Sunday, March 05, 2006

Direct v. connecting service: Passengers know the difference

Amtrak-watchers occasionally clamor for Amtrak to extend the Heartland Flyer south to San Antonio and reroute the Texas Eagle west from Fort Worth to El Paso. Under this scenario, passengers who want to travel from, say, Texarkana to Austin would have to change trains in Fort Worth. As would passengers from L.A. to San Antonio. Currently these are one-seat rides on the Eagle.

But here's a news flash from the UK: Passengers are smart enough to know the difference between direct and connecting service.

Residents of Sunderland will know tomorrow if Britain's rail regulator will allow a new "open access" carrier onto the East Coast Main line--giving them a one-seat ride to London. Current service involves a change in Newcastle. At best.

Sunderland isn't exactly a wide place in the road. Grand Central Railways claims "more than a million people" in its proposed service area. And in a country where 70% of all train service has one endpoint in Greater London, direct service there is a very big deal.

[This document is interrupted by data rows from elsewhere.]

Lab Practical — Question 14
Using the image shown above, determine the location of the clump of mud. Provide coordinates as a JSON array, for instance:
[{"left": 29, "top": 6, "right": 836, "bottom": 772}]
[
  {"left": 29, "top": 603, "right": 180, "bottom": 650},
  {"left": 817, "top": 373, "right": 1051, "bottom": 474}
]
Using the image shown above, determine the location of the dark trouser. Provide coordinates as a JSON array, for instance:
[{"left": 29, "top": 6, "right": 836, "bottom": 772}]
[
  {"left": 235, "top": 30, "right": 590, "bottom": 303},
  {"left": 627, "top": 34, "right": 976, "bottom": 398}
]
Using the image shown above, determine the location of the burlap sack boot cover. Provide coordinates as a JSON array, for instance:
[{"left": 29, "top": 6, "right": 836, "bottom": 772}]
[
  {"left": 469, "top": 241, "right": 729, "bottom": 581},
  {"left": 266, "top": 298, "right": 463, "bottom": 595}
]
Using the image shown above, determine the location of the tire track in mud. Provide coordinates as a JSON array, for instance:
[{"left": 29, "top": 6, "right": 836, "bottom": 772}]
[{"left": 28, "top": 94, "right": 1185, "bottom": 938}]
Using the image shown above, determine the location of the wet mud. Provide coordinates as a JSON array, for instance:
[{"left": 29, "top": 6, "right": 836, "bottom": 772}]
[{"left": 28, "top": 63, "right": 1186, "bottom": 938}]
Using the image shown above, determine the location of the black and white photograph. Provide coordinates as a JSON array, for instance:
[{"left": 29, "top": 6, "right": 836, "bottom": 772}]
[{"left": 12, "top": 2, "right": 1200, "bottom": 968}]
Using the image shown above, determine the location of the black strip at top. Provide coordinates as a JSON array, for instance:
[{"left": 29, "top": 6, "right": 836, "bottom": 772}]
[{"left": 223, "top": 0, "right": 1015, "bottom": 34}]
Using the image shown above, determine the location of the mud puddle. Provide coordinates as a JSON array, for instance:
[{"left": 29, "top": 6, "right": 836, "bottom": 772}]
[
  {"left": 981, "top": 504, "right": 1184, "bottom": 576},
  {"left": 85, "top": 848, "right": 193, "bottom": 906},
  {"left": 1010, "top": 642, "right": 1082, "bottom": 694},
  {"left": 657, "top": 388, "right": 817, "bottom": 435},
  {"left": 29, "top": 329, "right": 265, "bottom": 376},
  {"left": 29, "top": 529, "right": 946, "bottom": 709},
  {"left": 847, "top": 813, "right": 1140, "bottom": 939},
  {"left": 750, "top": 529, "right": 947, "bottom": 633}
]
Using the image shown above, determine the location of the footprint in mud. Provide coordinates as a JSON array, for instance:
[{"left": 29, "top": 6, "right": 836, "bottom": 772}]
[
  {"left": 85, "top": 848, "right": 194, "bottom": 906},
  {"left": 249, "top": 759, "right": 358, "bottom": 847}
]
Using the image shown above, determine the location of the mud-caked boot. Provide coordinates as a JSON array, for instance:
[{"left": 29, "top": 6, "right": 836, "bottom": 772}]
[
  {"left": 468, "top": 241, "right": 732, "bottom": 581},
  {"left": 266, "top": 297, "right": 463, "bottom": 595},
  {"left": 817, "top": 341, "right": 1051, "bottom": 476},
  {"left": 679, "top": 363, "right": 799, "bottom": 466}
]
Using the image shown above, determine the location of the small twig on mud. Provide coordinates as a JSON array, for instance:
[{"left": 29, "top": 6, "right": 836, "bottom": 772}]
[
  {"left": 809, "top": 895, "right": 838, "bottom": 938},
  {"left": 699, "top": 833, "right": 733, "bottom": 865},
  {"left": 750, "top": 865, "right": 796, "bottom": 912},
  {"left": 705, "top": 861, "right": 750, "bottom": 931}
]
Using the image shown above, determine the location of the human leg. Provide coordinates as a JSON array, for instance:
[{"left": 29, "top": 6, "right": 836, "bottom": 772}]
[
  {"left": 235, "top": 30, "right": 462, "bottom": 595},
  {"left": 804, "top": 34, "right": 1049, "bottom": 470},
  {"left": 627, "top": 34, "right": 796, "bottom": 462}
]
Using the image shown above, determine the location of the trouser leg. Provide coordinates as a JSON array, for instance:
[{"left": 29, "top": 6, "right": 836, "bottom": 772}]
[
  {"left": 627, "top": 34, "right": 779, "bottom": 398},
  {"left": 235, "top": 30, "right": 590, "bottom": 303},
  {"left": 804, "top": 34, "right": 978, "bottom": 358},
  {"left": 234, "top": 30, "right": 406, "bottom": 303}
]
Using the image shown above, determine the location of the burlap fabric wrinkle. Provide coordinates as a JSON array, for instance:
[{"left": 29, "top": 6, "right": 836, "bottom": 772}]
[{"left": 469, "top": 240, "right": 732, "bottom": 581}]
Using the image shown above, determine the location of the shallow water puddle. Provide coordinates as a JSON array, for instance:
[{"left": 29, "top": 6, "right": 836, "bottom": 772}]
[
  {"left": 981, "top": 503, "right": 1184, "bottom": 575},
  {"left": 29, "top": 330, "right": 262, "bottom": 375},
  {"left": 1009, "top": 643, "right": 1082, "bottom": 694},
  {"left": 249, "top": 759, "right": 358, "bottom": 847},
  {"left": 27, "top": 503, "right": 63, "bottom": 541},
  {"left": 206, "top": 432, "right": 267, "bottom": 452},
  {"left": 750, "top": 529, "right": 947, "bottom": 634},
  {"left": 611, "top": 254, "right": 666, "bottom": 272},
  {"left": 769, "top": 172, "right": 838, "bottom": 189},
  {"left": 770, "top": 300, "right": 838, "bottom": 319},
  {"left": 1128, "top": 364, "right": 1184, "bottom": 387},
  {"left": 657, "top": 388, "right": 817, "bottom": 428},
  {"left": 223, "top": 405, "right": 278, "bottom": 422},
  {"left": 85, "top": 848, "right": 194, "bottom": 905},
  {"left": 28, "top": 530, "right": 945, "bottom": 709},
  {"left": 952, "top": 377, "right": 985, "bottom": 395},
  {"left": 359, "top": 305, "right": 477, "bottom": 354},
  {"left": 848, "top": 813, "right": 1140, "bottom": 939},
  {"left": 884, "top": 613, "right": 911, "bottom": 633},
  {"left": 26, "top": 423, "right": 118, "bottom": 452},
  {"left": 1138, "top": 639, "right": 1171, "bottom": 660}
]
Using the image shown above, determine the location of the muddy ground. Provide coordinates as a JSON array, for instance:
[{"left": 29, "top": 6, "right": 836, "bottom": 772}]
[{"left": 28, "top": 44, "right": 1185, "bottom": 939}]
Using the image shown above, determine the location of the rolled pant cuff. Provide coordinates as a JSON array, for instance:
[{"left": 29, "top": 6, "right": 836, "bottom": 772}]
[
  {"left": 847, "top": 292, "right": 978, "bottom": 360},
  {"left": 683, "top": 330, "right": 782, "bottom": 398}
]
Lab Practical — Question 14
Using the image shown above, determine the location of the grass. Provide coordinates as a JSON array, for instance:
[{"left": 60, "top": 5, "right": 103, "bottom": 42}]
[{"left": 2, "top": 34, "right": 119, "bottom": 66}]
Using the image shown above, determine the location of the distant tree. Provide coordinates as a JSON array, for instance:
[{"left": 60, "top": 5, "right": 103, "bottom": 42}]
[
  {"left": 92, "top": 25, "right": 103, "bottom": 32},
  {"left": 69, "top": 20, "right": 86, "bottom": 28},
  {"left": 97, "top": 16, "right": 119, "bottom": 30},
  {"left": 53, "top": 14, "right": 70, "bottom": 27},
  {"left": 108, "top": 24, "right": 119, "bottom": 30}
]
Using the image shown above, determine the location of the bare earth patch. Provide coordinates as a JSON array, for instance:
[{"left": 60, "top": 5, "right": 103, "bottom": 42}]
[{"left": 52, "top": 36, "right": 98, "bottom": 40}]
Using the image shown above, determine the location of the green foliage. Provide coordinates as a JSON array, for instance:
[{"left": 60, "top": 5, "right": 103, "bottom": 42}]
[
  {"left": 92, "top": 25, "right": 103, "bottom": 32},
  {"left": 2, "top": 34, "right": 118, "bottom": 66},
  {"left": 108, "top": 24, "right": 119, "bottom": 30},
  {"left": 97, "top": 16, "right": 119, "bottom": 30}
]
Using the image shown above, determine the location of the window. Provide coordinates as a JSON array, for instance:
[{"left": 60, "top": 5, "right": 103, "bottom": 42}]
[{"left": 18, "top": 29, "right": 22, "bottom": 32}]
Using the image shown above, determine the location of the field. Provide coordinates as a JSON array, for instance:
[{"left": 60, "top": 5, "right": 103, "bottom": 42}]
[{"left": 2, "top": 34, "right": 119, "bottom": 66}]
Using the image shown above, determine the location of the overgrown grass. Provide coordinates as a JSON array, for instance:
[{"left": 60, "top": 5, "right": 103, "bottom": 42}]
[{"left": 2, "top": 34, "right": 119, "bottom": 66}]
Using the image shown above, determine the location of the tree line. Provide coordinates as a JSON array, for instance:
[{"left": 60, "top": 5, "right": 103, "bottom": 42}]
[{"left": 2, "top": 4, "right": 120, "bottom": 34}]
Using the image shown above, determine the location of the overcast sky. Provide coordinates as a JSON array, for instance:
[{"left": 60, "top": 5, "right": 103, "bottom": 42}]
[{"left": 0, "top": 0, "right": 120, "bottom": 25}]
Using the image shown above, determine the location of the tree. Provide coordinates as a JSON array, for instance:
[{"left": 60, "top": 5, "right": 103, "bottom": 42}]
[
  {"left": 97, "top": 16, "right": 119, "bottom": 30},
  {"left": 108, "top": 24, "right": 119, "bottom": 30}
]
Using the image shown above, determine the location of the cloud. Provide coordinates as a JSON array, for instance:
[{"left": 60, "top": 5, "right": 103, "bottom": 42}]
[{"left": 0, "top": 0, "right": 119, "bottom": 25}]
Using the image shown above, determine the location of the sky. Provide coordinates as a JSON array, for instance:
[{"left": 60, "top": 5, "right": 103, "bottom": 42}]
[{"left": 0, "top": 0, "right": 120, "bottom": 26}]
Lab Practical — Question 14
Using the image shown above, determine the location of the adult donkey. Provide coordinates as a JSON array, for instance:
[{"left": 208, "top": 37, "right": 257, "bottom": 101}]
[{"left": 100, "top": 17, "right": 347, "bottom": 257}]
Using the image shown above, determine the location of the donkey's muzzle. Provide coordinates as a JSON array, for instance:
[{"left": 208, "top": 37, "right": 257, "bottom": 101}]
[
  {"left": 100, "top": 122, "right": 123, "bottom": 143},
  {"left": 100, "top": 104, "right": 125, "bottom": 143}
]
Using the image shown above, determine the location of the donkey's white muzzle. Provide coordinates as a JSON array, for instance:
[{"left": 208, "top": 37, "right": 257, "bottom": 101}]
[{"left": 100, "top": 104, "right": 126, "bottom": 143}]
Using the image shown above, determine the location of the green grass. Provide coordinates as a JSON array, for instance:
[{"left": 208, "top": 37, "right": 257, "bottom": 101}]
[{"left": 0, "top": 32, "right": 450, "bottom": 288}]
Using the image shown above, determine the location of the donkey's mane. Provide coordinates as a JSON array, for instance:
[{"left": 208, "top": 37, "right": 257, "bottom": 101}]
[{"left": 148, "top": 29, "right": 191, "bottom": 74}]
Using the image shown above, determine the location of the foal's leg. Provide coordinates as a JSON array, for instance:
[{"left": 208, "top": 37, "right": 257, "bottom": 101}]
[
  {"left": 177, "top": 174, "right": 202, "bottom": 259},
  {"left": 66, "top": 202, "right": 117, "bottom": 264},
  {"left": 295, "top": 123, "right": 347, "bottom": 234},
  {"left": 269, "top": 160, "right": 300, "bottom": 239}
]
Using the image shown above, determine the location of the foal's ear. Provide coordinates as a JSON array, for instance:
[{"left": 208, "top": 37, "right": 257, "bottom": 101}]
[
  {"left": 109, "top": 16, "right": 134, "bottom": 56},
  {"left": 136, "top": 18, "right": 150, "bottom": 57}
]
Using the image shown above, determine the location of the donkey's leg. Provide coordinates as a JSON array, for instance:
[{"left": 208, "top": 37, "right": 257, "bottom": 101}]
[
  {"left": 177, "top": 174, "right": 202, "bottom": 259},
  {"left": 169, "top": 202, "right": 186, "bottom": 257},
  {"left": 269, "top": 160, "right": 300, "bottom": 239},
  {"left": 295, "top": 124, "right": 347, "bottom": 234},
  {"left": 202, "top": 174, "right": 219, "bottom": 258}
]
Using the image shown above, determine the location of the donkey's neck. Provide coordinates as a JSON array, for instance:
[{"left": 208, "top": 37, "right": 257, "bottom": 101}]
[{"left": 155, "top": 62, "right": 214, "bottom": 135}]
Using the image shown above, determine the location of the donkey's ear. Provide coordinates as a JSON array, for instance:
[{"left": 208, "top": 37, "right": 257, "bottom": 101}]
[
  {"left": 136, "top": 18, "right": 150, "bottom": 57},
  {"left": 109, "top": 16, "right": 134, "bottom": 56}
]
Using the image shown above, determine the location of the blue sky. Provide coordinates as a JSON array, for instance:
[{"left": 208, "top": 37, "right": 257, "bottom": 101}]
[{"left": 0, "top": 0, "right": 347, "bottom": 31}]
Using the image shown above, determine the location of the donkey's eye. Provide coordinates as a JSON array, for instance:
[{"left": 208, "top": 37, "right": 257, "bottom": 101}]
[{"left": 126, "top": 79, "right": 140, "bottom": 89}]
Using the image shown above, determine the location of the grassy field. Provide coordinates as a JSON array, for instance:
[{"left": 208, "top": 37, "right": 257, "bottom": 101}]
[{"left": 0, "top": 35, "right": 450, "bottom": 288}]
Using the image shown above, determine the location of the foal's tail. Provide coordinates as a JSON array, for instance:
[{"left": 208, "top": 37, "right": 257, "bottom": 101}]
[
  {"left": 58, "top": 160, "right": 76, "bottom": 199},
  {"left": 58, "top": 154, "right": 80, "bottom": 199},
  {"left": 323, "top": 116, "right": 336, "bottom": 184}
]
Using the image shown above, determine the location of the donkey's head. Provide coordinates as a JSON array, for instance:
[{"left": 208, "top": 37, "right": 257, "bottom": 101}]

It's one thing to draw lines on a map--quite another to change human behavior.

We saw that on the Amtrak system about a decade ago, when Amtrak's board cut all but one western full-line train to less-than-daily service. The consultant who cooked up this plan figured that travelers would simply adjust their schedules to fit the train's. But they didn't. As the Amtrak board learned the hard way, people want to go at their own convenience.

As Amtrak's network expands, a key goal should be to expand the number of city pairs with direct service. For example, your conductor favors one-seat service from Milwaukee to St. Louis, Indianapolis or even Detroit. That would require run-thru capability at Chicago Union Station. The good news: The track is already there. All that's needed is targeted capital investment to make it passenger-train-friendly.